Introduction
Driven by changes to policies of governments and funding agencies, Open Access to
content and data is quickly becoming the prevailing model in academic publishing.
Open Access benefits scientists with greater dissemination and citation of their work,
and provides society as a whole with access to the latest research. Open Access is,
however, only one facet of scholarly communication. Core scientific statements or
assertions are intertwined and hidden in the scholarly narratives, and the data underlying
these statements are often obscured to the point that replication of results is impossible
(Nature Editorial 2012). This is in part a result of the way scientific papers are
written as narratives, rather than sources of data.
An often cited reason for the lack of published data is the absence of a reward mechanism
for the individuals involved in creating and managing information (Smith 2009, Costello
2009, Vision 2010, McDade et al. 2011, Duke and Porter 2013). Preparing data for publication
is a time consuming activity that few scholars will undertake without recognition
from their peers. Data papers are a potential solution to this problem (Chavan and
Penev 2011, Chavan and Penev 2013). They allow authors to publish data and receive
reward through the traditional citation process. Coupling tools to rapidly and simply
generate publications will incentivise this behaviour and create a culture of data
curation and sharing within the biodiversity science community.
If we are going to incentivise the mass publication of data, we also need mechanisms
to ensure quality. Traditional peer review is one of the bottlenecks in standard publication
practice (Hauser and Fehr 2007, Fox and Petchey 2010). A common criticism of peer
review is the lack of transparency and accountability on the part of the reviewers.
To cope with the additional volume of papers created by data publication and to move
to a more transparent system, we need to rethink peer review. We need both new methods
of reviewing and new tools to automate as much of the review process as possible.
This requires a new publishing platform, not just a new journal.
An abundance of small isolated datasets does not, however, allow us to address the
fundamental problems within the biodiversity science community. These islands of data
are only of value if connected and interlinked. The task of interlinking is performed
by biodiversity data aggregators like the Global Biodiversity Information Facility
(GBIF) and Encylopedia of Life (EOL) which form the backbone of data-driven biodiversity
research. By automating the submission of data to these aggregators, we can increase
their value to more than the sum of their parts, making small data big. A renewed
appreciation of the value of small data will help to reduce the vast amount of research
data that exists only on laptops and memory sticks - data that is often lost when
people change roles or retire.
Works of potentially very limited length can hold intrinsic value to the community,
but are almost impossible to publish in traditional journals chasing impact factors.

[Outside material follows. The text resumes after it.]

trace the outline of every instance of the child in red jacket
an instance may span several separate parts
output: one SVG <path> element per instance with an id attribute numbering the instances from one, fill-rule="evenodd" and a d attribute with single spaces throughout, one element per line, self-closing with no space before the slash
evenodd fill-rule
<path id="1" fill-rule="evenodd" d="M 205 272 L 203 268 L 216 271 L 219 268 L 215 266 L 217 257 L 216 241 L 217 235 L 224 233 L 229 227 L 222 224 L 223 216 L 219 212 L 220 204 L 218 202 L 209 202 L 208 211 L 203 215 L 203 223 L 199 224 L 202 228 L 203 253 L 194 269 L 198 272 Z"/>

Examples include single species descriptions, local checklists and software descriptions,
or ecological surveys and plot data. An infrastructure that allows datasets of any
size to be important means we can publish them at any time. There is no need to wait
for datasets to reach a critical mass suitable for publication in a traditional journal.
Today, we are pleased to announce the official release of the first series of papers
published in Biodiversity Data Journal (BDJ). After years of hard work in analyzing,
planning and programming the Pensoft Writing Tool (PWT), we now have a publishing
platform that addresses the key concerns raised above. This provides the first workflow
to support the full life cycle of a manuscript - from writing through submission,
community peer-review, publication and dissemination, all within a single online collaborative
environment.
Shortening distance between “data” and “narrative” publishing
Most journals nowadays clearly separate data from narrative (text). Moreover, data
publishing through data centres and repositories has almost become a separate sector
within the scholarly publishing landscape. BDJ is not a conventional journal, nor
is it a conventional “data journal”. It aims to integrate data and text in a single
publication by converting several kinds of biodiversity data (e.g., species occurrences,
checklists, or data tables) into the text for human-readable use, while simultaneously
making data units from the same article harvestable and downloadable. The text itself
is marked up and presented in a highly structured and machine readable form.
BDJ aims to integrate small data into the text whenever possible. Supplementary data
files that underpin graphs, hypotheses and results can also be uploaded on the journal’s
website and published with the article.
Nonetheless, this is usually not possible for large or complex data, for which we
recommend deposition in an established open international repository (for details,
see Penev et al. 2011):
Large primary biodiversity data sets (e.g., institutional collections of species-occurrence
records) should be published with the GBIF Integrated Publishing Toolkit (IPT); small
data sets of this kind are imported into the article text through an Excel template,
available in PWT.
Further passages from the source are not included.